Me too Feckbox. Isn't it horrible to feel like that?

garlicnuts Sun 02-Sep-12 02:02:13

We were talking. Looking at him, I 'heard' the inside of my head say, quite clearly, "I don't like you". This happened with both my exes - and also my narc flatmate. I didn't call time immediately. If this ever happens again, though, I will. I should have learned from the first time.

I feel for you, OP. Depression is 'catching'. Please do pay attention to Athendof and Joan above!

Truism: You only get one life.

fridakahlo Sun 02-Sep-12 02:07:27

<Joins the should I stay or should I go corner>

Feckbox Sun 02-Sep-12 03:05:31

Indeed horrible , dryjuice.
Lemon, I read that book years ago. Still could not decide to leave.
For me it's all about our children who love us both. My youngest started to cry at bedtime last night because " I think you want to live apart from daddy " . Tore me apart

Feckbox Sun 02-Sep-12 03:06:14

Fridakahio , what's your story .?

Athendof Sun 02-Sep-12 03:43:01

Feckbox, it doesn't need to be necessarily traumatic for the children. It is not divorce that harms the children, but witnessing all the problems and arguments that happen before you leave.

We put a date on parting each other's company when we realised we were moving into the nasty stuff, we didn't tell anything to DS until we were sure we could tell him exactly what would happen next and how his routines were going to be affected. He took it well, the school reported he seemed very happy and didn't show what was going on (we were all a bit happy I suppose). The real damage came when my ex started using Ds as a messenger in the middle of a rather complex divorce process. Had he respected his childhood and not gotten him involved, things would have been very different.

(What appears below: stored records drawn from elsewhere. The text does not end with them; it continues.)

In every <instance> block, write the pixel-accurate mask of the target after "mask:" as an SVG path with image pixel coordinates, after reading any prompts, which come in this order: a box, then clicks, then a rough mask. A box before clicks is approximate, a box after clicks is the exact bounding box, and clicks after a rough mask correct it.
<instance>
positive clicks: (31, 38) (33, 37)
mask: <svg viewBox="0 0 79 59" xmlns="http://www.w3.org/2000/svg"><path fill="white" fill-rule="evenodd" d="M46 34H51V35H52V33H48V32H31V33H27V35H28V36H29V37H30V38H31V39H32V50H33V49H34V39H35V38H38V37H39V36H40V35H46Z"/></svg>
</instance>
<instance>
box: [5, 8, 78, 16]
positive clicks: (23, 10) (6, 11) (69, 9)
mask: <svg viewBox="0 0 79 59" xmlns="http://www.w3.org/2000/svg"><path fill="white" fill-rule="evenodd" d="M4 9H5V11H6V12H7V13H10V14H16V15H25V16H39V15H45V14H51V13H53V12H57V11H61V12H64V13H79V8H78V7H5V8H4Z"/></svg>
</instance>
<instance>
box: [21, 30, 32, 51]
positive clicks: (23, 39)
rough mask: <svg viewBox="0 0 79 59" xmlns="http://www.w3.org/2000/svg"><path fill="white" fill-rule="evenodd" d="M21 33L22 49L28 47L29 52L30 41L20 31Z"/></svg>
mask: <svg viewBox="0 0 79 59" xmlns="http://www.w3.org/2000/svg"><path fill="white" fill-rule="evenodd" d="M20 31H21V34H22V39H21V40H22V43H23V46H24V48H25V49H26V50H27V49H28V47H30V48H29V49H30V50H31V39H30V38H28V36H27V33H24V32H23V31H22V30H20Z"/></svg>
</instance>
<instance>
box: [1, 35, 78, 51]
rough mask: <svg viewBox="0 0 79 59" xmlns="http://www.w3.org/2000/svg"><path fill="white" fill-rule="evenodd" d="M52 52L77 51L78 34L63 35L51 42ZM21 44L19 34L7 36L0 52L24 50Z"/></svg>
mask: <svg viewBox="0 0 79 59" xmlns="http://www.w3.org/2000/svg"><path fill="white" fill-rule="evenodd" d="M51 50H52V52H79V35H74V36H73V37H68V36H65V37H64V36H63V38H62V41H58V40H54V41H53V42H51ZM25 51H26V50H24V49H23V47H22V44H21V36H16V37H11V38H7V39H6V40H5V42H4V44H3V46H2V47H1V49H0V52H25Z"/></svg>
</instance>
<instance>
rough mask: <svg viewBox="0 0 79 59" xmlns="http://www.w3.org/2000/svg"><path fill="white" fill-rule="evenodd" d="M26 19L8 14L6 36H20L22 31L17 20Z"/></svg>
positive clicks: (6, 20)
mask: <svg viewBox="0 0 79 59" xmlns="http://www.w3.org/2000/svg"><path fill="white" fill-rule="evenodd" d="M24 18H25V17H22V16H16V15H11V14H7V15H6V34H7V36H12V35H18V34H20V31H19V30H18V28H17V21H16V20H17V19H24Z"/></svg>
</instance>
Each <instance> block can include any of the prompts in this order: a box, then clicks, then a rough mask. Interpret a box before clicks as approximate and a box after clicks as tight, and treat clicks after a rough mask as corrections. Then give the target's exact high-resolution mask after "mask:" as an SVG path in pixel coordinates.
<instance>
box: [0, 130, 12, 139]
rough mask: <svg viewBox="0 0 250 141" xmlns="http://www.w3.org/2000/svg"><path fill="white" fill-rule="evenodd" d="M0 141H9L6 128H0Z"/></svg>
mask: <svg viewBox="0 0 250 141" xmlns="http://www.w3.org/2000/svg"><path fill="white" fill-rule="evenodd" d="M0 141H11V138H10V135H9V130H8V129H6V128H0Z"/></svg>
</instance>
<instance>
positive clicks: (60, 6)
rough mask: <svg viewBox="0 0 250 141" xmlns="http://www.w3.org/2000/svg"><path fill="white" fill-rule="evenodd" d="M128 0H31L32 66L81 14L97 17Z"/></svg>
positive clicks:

WaitingForMe Sun 02-Sep-12 07:43:19

For me it was a friend saying I was perhaps the funniest person they knew then that evening my ex shooting me a withering look and saying I might think I was funny but I wasn't. It was a lightbulb moment and I realised I wanted people who liked me in my life.

It wasn't until later I realised he'd been abusive. The tipping point was realising I was happier around other people.

Apty Sun 02-Sep-12 12:47:14

Sad to read so many other people in the same place.

There doesn't seem to be a right answer, both options feel like they're too difficult. I've committed to leaving but am wobbling. It makes it hard that there's such a divide between people who want me to stay and try, and people who think i need to get out - and because I'm so confused I go from one to the other all day long.

I honestly don't know if this relationship is abusive. If I tell you the bad things then it certainly sounds very abusive, but all the everyday stuff in between isn't at all. I feel guilty for leaning on friends and making them listen to be go on and on about this, and then still not really believing that this is the right thing to do despite them making perfect sense. I just want to really believe it myself and have faith in what I'm doing, but I don't.

CogitoErgoSometimes Sun 02-Sep-12 13:29:47

I think it's when draw up a list of pros and cons and decide that you'd rather take the cons than waste your life putting up with the status quo.

deck you don't have to decide whether it's abusive or not. If you're not happy then that is reason enough

I was sitting in the 'stay or go's corner before you. Before it even got named, I think. :-((

I think I'm also depressed. My DH is. It's catching, this much I know. I got it from him. I used to bd so different. Now I just hurt and ache inside most of the time, really.

Try to decide and act upon it if you can. Don't waste your precious life, this much I am sure of.